Rutendo Rori Mashonaland East Bureau
Allied Timbers Zimbabwe (ATZ) has facilitated bee-keeping training for youths here as part of efforts to empower them and their families.
The programme also seeks to mitigate the effects of climate change by promoting environmental stewardship in communities through provision of sustainable livelihoods options that enhance forest management and conservation.
After handing over certificates to 23 youths, who took part in the bee-keeping training at Mountview Vocational Training Centre last week, ATZ chairman Mr Itai Ndudzo said youths should take advantage of the huge market for honey.
“Harness the opportunity you have been given of making honey,” he said.
“The market for honey is huge considering that it can be used for medicinal purposes.
“In this era of the Covid-19 pandemic, everyone is looking for honey.
“Every tree is an opportunity to do bee-keeping. We have noticed that there is a shortage of youths who can embrace the bee-keeping project and make money out of it.”
Mr Ndudzo urged the youths to desist from the habit of begging and said they should take advantage of self-empowering projects like bee-keeping.

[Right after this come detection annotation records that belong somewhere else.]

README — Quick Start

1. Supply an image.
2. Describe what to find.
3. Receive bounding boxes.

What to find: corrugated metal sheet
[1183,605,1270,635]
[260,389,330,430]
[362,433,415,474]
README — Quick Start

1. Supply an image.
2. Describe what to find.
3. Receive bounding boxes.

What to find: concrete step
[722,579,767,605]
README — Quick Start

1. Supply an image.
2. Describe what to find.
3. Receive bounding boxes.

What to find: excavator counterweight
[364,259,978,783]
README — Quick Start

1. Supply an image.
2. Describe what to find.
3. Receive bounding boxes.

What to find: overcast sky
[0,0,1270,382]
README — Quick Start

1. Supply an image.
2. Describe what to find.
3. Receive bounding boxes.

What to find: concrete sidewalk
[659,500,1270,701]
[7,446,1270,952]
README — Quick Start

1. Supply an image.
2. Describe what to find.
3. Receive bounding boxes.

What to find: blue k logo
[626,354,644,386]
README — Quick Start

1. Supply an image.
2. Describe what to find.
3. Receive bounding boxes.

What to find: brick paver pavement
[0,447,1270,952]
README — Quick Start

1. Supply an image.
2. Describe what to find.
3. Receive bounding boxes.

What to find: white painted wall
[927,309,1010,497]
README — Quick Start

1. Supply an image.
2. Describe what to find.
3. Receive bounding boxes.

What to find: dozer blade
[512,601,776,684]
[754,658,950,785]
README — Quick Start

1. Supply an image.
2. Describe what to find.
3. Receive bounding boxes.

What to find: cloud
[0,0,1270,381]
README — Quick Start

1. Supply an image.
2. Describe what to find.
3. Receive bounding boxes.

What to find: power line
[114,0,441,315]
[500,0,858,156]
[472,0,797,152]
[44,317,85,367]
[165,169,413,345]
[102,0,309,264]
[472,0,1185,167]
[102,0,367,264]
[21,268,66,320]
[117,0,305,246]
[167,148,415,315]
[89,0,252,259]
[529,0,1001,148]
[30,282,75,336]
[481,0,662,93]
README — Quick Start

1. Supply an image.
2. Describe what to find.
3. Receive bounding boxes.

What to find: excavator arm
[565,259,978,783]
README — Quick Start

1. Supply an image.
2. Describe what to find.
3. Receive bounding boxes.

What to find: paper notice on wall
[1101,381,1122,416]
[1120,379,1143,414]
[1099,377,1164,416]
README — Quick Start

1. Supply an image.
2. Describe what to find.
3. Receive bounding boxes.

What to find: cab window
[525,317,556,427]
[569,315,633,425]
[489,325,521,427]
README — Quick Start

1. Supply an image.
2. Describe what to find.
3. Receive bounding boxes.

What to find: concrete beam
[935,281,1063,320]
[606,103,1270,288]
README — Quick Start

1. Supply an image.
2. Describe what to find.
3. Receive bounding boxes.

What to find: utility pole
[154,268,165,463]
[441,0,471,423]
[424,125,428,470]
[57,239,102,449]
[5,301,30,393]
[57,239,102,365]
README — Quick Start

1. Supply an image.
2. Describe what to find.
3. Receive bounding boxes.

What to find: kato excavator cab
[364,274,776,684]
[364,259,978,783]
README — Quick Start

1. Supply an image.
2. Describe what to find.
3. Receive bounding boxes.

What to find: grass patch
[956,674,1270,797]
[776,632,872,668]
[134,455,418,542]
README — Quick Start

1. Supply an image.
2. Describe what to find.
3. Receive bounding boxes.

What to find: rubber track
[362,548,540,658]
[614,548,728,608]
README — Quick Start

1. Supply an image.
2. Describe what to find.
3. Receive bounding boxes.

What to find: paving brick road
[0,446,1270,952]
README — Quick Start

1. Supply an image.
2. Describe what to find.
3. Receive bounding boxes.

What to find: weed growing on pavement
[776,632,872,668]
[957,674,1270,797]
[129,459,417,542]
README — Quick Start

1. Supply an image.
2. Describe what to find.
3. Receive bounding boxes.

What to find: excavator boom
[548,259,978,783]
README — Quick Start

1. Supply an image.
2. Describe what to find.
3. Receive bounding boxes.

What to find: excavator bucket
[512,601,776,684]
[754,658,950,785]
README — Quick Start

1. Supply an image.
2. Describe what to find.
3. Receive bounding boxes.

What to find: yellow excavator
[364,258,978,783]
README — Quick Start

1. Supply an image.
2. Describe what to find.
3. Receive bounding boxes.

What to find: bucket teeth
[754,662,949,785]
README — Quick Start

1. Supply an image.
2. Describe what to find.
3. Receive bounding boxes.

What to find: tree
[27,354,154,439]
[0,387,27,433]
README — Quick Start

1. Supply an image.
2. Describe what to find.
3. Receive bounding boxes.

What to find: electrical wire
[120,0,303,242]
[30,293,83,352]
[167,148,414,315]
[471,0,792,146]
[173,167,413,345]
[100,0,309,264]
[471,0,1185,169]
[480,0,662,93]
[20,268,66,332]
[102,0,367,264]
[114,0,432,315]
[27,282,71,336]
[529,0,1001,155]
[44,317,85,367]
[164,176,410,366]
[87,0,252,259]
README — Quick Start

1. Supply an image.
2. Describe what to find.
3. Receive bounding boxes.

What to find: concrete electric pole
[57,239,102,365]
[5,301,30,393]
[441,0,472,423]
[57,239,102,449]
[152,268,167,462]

“Bee-keeping is important as it represents and symbolises the biological interdependence that comes from insects, pollination and production of seed,” he said.
Minister of State for Mashonaland East Provincial Affairs and Devolution Senator Aplonia Munzverengwi expressed her gratitude to Allied Timbers and urged the 23 trainees to train other youths in their respective districts.
“I would like to thank Allied Timbers for empowering our youths with knowledge of how to make honey,” she said.
“There are massive opportunities not only to create jobs for youths, but wealth creation through bee-keeping.
“You have taught the youths to easily harness the natural resources, we have to generate income and revenue for survival.
“To the trainees, now that you have been empowered with such skills, do not be selfish with the knowledge, I urge you to impart the knowledge to your fellow youths.”
In Zimbabwe and most other African countries, the full potential of bee-keeping still remains largely untapped.
Wildlife experts in 2019 estimated that Africa’s top honey producing countries could earn an estimated $100 million per year if more is done to promote sustainable bee-keeping through increased
investment and innovation.
Despite all the challenges encountered by bee-keepers, sustainable bee farming has tremendous benefits as it underpins the protection of bees, while at the same time saving forests and providing a steady stream of income and business opportunities.